Phyllis bequeathed nearly all the money to charity. Upon her death, she left six-figure bequests to several local not-for-profit organisations and social service agencies, including identical amounts of $885,642.89 to the Children’s Hospital at Albany Medical Center, Salvation Army, American Red Cross and the United Way of the Greater Capital Region. $250,000 was given to each of The American Heart Association, American Lung Association and Capital City Rescue Mission. She also left £250,000 to her local church.
This act of philanthropy was amazing especially coming from a person like Phyllis. “You’d never guess she was a millionaire based on her appearance,” said one of her friends. But yet Phyllis was a millionaire; several times over.
So how did this average New Yorker build a seven figure fortune?
The answer lies in the stock market. During her career, Phyllis worked at Mobil Oil Corp for more than 35 years. As far as the reports go, she worked in real estate division of the firm earning an average pay. But what made her different is that unlike most employees, she had an owner and not employee mindset. She was not content with just taking home a meagre salary. Phyllis wanted a portion of the profits Mobil made. And she did exactly this by buying shares of Mobil Corp.
At the time of her death, Phyllis had “tens of thousands of shares of Exxon Mobil and other stocks and bonds”. By working at Mobil, she had seen how well the business did and became an owner. This is the reality of what most investors look like: normal people who are otherwise good with money.
People probably don’t conjure images of her when they hear the phrase “oil millionaire” or “investor” because it’s not as exiting as the mirage. They’d rather imagine some twenty-something-year-old college grad wearing an expensive suit, living in a loft in London, Paris or New York City, partying every night till the sun rises. (I’m not exactly sure why, though I suspect films, magazines, and television have played a role as this is a common plot device or archetype.)
But Phyllis was an oil millionaire in every sense of the word. She had millions worth of stock in Mobil Corp (now Exxon Mobil) and had an annual dividend income in the hundreds of thousands of dollars. This money dropped into her account no matter what she did. If she chose to stay at home all day watching t.v. the money rolled in. If she chose to go down to the beach, the money rolled in. If she chose to take a round the world trip, the more still rolled in. Phyllis created a dividend machine that would pump out six figures in pure passive income annually without her having to do any work. Bliss.
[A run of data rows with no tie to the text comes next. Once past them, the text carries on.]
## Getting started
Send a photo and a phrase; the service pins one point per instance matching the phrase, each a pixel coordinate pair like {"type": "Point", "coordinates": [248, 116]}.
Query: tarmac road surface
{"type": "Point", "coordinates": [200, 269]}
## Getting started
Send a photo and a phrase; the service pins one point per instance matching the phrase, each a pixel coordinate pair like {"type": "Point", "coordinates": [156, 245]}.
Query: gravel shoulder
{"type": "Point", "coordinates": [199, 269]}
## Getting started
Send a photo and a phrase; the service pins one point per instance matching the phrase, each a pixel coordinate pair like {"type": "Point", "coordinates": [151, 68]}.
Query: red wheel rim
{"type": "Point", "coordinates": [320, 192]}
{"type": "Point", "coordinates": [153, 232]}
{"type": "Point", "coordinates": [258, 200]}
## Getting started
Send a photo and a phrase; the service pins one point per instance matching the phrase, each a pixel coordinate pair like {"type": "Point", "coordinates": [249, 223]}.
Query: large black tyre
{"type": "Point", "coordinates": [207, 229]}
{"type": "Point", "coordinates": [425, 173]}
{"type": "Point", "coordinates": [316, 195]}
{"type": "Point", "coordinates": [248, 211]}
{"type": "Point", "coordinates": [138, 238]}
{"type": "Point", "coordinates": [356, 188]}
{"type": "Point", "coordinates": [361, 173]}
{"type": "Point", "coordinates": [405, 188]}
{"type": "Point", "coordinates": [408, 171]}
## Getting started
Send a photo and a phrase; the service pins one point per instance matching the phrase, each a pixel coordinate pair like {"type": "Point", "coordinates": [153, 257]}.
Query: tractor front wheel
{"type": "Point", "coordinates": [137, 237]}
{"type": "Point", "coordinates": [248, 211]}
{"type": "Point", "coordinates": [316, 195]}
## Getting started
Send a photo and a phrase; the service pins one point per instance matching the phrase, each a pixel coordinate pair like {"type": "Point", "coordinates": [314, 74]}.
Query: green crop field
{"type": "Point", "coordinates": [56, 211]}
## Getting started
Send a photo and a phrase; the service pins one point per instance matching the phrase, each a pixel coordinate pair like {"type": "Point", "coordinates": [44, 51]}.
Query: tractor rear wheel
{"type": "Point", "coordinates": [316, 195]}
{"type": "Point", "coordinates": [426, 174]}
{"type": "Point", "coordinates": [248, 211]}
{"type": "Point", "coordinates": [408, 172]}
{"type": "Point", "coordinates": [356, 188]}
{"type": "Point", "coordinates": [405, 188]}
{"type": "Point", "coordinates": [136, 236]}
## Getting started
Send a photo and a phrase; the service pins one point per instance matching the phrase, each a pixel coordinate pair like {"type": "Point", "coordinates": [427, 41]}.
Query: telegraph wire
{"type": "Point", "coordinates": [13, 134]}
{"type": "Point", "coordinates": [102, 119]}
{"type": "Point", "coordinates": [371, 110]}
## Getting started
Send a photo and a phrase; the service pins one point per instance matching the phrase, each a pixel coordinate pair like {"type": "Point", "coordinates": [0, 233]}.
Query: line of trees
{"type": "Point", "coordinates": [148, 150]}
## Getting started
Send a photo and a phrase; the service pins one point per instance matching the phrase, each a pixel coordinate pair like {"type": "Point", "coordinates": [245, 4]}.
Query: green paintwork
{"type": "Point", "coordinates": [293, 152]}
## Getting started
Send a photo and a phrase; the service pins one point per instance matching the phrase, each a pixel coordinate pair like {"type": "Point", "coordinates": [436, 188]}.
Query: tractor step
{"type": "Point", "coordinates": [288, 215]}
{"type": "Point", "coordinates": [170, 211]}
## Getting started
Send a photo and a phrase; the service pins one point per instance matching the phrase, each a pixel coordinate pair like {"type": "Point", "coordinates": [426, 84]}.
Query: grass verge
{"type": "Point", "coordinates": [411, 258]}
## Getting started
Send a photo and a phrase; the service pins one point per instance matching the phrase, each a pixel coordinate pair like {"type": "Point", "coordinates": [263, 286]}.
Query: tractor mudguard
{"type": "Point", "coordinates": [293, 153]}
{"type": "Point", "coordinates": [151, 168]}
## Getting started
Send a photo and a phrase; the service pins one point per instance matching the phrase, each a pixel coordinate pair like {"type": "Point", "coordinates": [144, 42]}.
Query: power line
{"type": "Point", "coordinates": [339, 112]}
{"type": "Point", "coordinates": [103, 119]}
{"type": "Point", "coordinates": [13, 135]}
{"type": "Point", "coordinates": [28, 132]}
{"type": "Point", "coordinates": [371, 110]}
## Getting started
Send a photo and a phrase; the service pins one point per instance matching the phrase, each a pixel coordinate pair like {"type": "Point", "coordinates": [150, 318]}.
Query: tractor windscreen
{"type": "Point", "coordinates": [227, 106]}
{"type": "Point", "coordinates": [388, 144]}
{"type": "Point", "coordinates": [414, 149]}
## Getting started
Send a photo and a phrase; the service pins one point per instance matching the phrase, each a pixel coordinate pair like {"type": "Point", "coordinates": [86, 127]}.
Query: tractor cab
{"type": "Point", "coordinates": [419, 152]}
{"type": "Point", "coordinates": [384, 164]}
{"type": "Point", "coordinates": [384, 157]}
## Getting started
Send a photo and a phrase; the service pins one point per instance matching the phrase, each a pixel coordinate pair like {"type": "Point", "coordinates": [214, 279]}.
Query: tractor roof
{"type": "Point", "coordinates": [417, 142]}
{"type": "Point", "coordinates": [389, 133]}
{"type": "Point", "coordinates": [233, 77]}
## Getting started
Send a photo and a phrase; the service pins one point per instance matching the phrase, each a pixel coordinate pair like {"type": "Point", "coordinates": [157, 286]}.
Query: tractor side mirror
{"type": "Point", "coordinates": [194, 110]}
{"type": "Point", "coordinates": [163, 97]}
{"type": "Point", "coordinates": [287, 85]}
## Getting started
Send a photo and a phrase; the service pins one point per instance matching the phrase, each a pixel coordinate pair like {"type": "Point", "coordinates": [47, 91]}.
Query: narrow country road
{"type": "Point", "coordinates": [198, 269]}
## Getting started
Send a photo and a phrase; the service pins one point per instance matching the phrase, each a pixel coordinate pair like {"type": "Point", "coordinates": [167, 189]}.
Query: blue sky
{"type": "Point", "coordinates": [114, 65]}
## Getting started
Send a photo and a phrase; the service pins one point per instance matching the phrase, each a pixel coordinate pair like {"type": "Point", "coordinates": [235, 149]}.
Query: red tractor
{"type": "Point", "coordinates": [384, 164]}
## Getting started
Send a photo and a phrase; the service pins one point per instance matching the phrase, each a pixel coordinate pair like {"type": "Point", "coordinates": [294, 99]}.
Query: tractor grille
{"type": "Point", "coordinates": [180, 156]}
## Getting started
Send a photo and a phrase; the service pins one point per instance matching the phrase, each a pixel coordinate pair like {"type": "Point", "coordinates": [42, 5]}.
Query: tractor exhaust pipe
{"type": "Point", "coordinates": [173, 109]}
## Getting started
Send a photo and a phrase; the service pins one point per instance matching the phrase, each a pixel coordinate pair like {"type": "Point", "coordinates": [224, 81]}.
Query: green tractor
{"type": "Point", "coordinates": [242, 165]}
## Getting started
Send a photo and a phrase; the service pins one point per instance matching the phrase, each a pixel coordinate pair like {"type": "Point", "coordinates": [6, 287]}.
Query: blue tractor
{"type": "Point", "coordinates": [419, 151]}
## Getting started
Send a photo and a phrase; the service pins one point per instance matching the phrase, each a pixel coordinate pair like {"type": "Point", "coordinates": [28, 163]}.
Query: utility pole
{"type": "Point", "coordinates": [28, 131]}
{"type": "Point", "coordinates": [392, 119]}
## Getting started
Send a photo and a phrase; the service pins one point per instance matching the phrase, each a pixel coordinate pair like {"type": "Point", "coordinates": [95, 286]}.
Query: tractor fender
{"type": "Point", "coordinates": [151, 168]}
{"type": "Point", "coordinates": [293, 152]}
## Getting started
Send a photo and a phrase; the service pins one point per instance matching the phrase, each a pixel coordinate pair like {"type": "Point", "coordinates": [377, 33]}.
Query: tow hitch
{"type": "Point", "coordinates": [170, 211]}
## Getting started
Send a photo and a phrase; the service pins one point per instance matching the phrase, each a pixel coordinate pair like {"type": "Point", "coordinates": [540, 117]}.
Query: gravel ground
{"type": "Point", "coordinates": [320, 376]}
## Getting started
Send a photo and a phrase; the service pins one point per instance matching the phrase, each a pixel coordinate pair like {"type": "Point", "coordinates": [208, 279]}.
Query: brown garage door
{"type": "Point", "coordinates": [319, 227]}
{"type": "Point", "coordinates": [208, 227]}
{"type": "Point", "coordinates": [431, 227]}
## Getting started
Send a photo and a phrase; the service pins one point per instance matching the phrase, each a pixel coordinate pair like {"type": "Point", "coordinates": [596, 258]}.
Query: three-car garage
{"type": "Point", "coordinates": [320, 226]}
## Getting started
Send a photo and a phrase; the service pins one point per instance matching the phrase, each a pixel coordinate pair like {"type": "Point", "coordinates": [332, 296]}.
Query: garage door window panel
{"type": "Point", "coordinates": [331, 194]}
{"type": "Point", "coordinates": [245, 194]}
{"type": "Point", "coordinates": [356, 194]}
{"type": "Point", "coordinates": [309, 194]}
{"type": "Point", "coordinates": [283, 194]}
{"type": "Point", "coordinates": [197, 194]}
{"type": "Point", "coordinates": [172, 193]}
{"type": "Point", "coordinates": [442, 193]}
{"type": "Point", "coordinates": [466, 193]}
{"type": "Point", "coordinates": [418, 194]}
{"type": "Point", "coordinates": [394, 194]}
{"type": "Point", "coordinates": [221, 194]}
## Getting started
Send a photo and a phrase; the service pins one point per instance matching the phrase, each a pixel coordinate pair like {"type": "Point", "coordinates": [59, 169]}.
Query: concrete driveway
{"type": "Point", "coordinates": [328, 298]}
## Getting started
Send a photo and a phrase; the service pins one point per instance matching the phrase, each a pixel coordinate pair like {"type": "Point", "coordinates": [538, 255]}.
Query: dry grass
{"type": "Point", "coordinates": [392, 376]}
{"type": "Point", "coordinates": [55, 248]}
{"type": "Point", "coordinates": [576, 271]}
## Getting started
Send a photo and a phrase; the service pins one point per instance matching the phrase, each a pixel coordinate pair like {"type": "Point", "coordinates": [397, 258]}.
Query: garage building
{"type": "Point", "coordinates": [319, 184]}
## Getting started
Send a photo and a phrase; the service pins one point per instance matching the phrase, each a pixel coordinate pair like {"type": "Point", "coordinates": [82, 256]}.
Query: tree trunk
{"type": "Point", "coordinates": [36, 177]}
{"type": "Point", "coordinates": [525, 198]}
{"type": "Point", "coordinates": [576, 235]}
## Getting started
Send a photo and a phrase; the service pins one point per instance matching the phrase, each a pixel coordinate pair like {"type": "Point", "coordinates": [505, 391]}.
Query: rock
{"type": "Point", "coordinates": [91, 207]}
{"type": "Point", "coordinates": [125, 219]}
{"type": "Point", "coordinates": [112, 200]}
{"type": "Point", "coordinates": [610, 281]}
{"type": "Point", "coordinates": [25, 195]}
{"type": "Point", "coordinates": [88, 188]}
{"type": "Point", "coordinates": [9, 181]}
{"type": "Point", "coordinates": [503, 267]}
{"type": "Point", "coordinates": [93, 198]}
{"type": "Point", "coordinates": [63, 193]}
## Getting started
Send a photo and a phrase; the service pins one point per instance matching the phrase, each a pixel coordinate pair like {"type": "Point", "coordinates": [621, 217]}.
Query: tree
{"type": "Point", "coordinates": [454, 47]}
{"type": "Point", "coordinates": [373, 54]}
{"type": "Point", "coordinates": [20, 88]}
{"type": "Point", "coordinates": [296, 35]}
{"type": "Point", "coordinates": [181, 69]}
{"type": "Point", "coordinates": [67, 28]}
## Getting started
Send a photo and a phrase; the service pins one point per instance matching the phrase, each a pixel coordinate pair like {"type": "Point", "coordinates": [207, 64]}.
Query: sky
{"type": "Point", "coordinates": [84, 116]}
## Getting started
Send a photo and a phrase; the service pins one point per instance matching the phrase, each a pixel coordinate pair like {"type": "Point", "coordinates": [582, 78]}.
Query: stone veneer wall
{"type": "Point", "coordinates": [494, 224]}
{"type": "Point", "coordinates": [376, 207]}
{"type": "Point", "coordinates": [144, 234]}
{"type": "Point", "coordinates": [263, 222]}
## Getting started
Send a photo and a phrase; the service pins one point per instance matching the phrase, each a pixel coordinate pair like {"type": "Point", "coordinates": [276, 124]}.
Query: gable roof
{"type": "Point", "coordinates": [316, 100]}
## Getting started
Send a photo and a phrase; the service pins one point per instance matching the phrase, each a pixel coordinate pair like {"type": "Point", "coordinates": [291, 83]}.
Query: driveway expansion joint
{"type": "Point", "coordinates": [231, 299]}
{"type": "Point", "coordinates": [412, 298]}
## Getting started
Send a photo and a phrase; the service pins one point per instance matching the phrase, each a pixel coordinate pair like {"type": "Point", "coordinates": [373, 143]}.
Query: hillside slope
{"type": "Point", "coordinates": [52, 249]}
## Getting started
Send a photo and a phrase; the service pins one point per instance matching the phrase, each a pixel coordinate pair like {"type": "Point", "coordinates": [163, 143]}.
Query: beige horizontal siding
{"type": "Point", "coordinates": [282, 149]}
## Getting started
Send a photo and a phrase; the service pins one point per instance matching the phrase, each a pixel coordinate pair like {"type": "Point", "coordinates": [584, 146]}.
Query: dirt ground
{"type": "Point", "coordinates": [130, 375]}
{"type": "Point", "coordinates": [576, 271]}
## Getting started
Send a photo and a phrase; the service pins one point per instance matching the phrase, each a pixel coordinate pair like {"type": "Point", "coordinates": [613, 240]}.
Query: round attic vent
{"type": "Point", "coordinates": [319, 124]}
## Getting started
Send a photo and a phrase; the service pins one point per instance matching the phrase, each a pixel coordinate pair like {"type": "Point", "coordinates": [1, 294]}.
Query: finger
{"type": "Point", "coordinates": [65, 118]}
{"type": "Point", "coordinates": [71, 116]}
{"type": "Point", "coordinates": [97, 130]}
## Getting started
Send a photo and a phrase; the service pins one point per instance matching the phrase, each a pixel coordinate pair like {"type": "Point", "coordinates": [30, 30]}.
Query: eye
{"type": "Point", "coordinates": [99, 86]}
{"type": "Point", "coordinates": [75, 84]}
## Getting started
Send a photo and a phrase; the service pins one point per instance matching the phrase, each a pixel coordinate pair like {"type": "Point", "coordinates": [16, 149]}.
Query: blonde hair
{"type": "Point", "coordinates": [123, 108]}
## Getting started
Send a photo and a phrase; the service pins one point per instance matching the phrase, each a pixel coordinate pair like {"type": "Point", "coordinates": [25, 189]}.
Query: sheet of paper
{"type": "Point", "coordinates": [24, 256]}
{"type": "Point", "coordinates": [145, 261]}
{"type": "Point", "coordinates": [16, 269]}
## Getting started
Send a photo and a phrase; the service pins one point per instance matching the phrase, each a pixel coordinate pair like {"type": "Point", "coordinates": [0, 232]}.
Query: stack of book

That is the story of Phyllis A. Stone and how she became a secret buy and hold millionaire. From the above, I think we can derive three main points.
1. Save More Than You Earn and Invest The Difference
This is the golden rule of personal finance. If you continually spend more than you earn, you will never be in a position to retire rich. ON the other hand, if you continuously save money month after month and invest that amount, wonderful things can happen. Phyllis new the important of this. It is why she was not ostentatious. She wore frumpy dresses and drove a beat up chevy. She knew that amounts not spent today could turn into millions in the future.
2. Buy shares of excellent companies
When you’re investing for the long-haul, you want to own excellent businesses that have durable competitive advantages, generate lots of cash, high returns on capital, have owner-oriented management, and strong balance sheets. Exxon Mobil is great example of a company with these traits. It is no wonder Phyllis was able to compound her money over a long period of time.
3. Let your money compound uninterrupted for a very long time
Probably the biggest reason Phyllis stone was able to amass such as substantial fortune was that she allowed the money to compound for over half a century. No, that doesn’t mean you have to live the life of a monk or deny yourself the things you want. What it means is that you learn to let your money work for you instead of constantly striving to scrape by, barely meeting expenses and maintaining your standard of living.